IHOP was where my Christianity died. It’s also where my identity as a queer person was fully recognized. Is it god or is it just a middle aged white women in a trailer park next to an abounded theme park? It sure wasn’t god. It wasn’t god that told me I couldn’t have a seat at the table because my gender was too big to fit. Was it god? Or a middle aged white man who could motivate traumatized young people with promises of importance in the kingdom? Something none of us had ever felt. It wasn’t god. God didn’t that have us fast for 40 days. He didn’t ask us to fill his army. It was never god’s to fill. It also wasn’t god that I started telling me to jump off the bridge every time I road my bike over the highway overpass to get home. The last time I had an anxiety attack was a week before I came out, which was a few years after I left Kansas City.

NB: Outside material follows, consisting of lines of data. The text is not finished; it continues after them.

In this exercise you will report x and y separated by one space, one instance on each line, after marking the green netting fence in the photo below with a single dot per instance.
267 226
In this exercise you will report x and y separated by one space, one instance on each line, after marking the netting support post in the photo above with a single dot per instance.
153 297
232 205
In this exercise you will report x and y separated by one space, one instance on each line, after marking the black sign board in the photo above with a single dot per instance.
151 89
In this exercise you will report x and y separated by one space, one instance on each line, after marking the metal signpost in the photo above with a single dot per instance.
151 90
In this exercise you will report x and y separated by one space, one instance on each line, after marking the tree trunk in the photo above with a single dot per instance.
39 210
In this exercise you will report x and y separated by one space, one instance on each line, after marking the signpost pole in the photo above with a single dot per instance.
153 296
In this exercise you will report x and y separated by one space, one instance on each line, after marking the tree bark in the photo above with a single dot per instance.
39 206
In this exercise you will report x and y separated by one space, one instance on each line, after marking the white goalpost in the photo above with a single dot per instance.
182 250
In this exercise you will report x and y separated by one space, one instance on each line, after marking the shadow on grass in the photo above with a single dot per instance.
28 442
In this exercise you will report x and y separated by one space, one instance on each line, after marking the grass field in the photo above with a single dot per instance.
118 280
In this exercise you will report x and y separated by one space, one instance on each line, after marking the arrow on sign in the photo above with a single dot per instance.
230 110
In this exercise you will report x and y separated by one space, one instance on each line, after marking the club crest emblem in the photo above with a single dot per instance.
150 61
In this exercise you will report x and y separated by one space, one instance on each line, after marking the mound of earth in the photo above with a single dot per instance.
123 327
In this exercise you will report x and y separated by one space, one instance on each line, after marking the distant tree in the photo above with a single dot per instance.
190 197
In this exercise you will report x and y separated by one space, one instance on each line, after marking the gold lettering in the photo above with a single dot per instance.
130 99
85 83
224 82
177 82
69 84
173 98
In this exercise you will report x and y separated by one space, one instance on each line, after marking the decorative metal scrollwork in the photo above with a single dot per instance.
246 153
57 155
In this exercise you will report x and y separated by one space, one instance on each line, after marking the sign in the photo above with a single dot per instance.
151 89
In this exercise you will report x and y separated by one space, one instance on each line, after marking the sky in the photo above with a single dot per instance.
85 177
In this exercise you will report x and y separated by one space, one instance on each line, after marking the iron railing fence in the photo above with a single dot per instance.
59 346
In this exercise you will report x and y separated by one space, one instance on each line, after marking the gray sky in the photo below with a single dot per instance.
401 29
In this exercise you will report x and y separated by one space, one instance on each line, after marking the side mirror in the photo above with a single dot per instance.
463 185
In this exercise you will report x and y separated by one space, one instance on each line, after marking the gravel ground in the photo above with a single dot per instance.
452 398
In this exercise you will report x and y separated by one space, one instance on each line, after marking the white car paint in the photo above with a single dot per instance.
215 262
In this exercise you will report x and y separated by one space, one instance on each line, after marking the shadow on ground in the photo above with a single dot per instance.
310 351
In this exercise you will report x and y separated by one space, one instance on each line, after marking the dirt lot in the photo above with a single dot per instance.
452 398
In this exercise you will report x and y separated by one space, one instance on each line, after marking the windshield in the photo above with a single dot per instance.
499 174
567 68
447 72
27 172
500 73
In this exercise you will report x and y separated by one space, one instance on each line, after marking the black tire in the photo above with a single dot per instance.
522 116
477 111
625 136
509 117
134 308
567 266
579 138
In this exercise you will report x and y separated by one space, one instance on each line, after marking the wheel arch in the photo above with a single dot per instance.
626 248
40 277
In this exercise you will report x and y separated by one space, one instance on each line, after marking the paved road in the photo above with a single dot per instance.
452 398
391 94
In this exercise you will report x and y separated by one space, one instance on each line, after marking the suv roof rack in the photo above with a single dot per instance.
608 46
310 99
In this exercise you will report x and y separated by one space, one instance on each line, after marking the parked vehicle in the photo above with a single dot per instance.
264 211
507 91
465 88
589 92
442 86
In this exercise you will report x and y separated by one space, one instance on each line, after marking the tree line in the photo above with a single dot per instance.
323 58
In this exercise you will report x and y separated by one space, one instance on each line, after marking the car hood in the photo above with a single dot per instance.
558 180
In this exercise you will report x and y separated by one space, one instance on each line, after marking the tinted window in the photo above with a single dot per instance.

I moved to IHOP with some STUFF I needed to work through. I left hearing voices, recovering from a car running me over, mostly unhoused and very very gay. Sometimes I wonder what my life would look like if I hadn’t decided to go through living waters. Or to IHOP at all. I can say that it altered my life unlike any other year I’ve lived. Some very good things came in the form of relationships I have cherished since. But mostly it just added to the pile of questions every new therapist I have asks. I showed up to pray the gay away. I wrote that in my application to IHOPU. My gender and sexuality felt impossible to reconcile inside the church, because, they are. But many of my friends were involved in IHOP, most of them were also gay. They seemed like they were doing so well and I was struggling in a city I didn’t know. So I decided to go and try. I told myself I would give it 110%. I would be above reproach. Because - if I couldn’t get straight here. I wouldn’t anywhere. And - I did not get straight. Nor did anyone I know who went through the program. I haven’t really forgiven myself for joining. And I may not anytime soon. But I’m grateful that someone spoke up. I’m grateful for the lives we’ve made for ourselves after and I’m grateful that other young people may not be pulled into it. I know this story isn’t very linear, but neither is trauma.